## Data Preprocessing
Luca Santarella - University of Pisa - 21/07/2023

In [None]:
import os
import time
import numpy as np
import pandas as pd
import datetime
from pycoingecko import CoinGeckoAPI
import plotly.graph_objects as go
import matplotlib.pyplot as plt
from tslearn.clustering import KShape
from tslearn.preprocessing import TimeSeriesScalerMeanVariance
from tslearn.clustering import silhouette_score
import seaborn as sns

In [2]:
filenames = os.listdir('exchange_data')
exchange_ids = [filename.removesuffix('.csv') for filename in filenames]

### Reading data

In [3]:
for exchange_id in exchange_ids:   
    df_ex = pd.read_csv('exchange_data/'+exchange_id+'.csv')
    df_ex['Date'] = pd.to_datetime(arg=df_ex['Date']).dt.round('H')
    mask = (df_ex['Date'] > '2023-1-1') & (df_ex['Date'] <= '2023-7-1')
    df_ex = df_ex.loc[mask]
    df_ex.to_csv('exchange_data/'+exchange_id+'.csv', index=False)

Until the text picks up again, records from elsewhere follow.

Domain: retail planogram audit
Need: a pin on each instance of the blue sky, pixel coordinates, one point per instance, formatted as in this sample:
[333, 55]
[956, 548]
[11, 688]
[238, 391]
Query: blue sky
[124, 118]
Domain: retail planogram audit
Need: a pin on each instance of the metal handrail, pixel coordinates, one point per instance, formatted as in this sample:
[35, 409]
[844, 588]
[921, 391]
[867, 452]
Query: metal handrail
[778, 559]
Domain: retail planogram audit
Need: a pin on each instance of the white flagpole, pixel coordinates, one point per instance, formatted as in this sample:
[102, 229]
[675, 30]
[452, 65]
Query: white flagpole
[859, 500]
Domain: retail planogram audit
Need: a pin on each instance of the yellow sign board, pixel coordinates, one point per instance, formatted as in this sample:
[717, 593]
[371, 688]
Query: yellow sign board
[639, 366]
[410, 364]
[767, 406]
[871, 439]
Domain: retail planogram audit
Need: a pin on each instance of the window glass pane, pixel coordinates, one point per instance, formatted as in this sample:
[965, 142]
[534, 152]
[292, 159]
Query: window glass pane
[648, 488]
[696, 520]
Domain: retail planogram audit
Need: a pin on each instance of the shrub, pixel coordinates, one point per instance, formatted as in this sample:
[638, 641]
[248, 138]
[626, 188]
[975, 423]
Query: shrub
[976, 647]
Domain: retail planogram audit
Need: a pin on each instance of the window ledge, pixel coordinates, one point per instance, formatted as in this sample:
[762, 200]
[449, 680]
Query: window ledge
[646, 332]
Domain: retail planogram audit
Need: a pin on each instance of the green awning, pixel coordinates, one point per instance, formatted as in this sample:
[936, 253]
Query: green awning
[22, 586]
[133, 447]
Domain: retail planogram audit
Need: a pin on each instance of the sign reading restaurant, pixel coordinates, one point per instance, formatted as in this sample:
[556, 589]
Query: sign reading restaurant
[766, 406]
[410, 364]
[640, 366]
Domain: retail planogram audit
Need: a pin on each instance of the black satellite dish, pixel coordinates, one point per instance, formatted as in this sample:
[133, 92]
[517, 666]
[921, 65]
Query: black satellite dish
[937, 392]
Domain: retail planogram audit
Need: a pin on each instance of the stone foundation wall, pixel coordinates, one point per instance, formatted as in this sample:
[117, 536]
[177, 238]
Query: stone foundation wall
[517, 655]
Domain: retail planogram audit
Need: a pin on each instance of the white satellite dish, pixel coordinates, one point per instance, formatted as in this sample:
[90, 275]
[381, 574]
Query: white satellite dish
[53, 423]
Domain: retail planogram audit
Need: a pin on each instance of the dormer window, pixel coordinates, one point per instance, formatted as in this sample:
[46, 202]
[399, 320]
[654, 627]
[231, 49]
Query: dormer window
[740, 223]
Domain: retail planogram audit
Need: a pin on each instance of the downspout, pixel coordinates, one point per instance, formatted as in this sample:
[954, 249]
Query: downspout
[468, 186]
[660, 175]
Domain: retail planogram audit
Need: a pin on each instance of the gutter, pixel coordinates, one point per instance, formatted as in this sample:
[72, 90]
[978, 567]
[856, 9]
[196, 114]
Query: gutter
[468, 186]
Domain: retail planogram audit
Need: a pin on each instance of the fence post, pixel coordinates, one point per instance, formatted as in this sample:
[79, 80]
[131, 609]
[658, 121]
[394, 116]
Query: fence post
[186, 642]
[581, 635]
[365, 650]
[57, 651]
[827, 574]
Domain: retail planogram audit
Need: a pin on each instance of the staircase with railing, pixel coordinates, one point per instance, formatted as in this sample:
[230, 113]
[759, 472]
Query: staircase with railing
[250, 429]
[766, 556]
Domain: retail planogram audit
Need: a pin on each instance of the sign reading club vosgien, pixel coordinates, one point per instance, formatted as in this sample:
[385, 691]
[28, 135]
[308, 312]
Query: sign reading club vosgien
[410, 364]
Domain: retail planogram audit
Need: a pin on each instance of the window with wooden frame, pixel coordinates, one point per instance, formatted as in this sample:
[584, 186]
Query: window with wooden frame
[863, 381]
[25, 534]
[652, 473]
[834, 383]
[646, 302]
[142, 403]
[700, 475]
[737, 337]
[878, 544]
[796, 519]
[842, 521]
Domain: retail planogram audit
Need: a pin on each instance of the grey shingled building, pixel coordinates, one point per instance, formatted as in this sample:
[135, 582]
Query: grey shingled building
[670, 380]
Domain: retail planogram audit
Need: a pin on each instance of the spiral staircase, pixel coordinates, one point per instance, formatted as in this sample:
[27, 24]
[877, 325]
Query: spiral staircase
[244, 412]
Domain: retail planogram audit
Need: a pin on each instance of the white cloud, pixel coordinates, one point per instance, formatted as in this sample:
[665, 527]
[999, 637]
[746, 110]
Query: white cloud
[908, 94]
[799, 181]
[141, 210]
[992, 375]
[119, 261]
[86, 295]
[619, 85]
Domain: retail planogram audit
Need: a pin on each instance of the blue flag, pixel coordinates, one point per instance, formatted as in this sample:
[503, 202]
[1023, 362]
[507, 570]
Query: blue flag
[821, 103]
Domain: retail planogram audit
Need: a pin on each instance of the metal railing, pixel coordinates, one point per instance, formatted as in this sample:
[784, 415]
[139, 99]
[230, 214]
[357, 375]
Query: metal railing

### Data integration with third party data
Missing data from 30-08-2022 to 09-09-2022 and from 16-12-2022 to 29-12-2022 has been integrated using the "volume chart" API, note that the API call provides a single datapoint for the day.  

In [4]:
def integrate_missing(exchange_id):
    #variables
    cg = CoinGeckoAPI()
    bitcoin_id = 'bitcoin'
    usd_id = 'usd'
    days_before = '32'
    n_days = 14
    
    #get current BTC price in USD
    btc_price_dict = cg.get_price(ids=bitcoin_id, vs_currencies='usd')[bitcoin_id]
    btc_price = btc_price_dict[usd_id]
    
    #prepare initial volumes
    df_ex = pd.read_csv(PATH+'./exchange_data/'+exchange_id+'.csv')
    df_ex['Date'] = pd.to_datetime(arg=df_ex['Date']).dt.round('H')
    df_ex = df_ex.dropna()
    
    try:
        #get missing data 
        res = cg.get_exchanges_volume_chart_by_id(id=exchange_id, days=days_before)
        #sleeping to avoid too many API calls
        time.sleep(0.5)
        
        df_missing = pd.DataFrame(res, columns=["Date", "Volume (USD)"], dtype=float)
        df_missing['Volume (USD)'] = df_missing['Volume (USD)'].apply(lambda x: x*btc_price)
        df_missing['Date'] = pd.to_datetime(df_missing['Date'],unit='ms')
        df_missing['Normalized Volume (USD)'] = df_missing["Volume (USD)"]
        df_missing['Date'] = df_missing['Date'].apply(lambda x: x.replace(hour=0, minute=0))
        df_missing = df_missing[:n_days]
        #integrate missing data
        df_ex = pd.concat(objs=[df_ex, df_missing], ignore_index=True)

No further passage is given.